Not sure any politician has the Will to follow through with it.


Cost incentives work. It's why people buy cars that get more mpg. Why wouldn't they prefer to buy a car that engenders a lower pollution tax?


If by “people” you mean “Americans”, they buy F-150s to go to the grocery store, and they vote out governments that threaten their ability to do so.

Taxing pollution, particularly consumer-facing taxes, has a long history of political failure, whereas subsidising clean technology has a long history of political and technical success.

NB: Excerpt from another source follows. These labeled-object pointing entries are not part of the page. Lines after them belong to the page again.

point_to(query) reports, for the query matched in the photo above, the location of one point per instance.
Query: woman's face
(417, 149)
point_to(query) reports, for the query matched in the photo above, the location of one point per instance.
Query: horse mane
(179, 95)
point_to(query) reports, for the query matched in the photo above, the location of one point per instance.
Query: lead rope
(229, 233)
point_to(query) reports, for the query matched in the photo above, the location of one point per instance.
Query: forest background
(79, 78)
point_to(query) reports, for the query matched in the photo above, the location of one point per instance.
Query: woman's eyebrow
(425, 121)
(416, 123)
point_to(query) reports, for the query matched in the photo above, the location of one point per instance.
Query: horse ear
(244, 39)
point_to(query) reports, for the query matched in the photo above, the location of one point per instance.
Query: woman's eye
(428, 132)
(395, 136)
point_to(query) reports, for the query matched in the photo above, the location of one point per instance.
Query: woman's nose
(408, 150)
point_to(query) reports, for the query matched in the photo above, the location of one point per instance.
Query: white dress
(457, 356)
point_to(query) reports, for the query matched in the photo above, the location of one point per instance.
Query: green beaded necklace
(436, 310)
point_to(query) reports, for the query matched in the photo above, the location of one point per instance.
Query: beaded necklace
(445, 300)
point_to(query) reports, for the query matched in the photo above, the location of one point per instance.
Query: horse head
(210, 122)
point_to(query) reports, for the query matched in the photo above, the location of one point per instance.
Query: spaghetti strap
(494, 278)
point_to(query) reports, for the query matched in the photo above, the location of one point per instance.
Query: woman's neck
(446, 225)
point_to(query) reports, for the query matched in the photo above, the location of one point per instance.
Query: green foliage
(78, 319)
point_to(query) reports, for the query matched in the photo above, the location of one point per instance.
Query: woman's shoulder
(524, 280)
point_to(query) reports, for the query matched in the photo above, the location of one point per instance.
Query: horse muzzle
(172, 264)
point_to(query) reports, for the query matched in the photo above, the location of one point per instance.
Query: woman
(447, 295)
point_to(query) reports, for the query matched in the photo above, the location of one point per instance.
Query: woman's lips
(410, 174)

It doesn't simply "have a long history of political failure"; it has a history of political failure in certain areas of the United States. In much of the rest of the developed world, e.g. nearly all of Western-Europe, it has a history of success and taxing cars based on fuel consumption and emissions has indeed caused buyers to gravitate towards more fuel-efficient cars.


Do they tax the rate of emissions, or the amount emitted? It's important to tax the latter.


Both. The former directly through taxes on the cars themselves and the latter indirectly through fuel taxes, which while imperfect works well as a proxy.


Fuel taxes work well for CO2 emissions, but not for other emissions, where the design of the ICE can reduce them dramatically.


Fair point, but the EU ETS took many, many years to have any serious effect as I understand it.


If we can have a sales tax, we can have pollution taxes.


In the United States, you can't, at least at a federal level, nor across most of the red states.


*F-250


Saw an F-450 the other day... granted, it was at the gun range, but I was there in my compact hatchback and it had not a spec of dust on it.


I was hoping for examples of incentives for this specific problem you considered successful and would express support for if implemented here.


Taxes have a bigger effect on the poor, while pollution is caused overwhelmingly by the rich.


> pollution is caused overwhelmingly by the rich

Then they'll be the ones overwhelmingly paying the pollution taxes.


Because the poor have no resources to tax -- it makes no sense to tax them.

And it doesn't mean the rich will be paying a fair share, just that they will be paying more than the poor.


If the taxes on pollution are flat, they are by definition paying their fair share.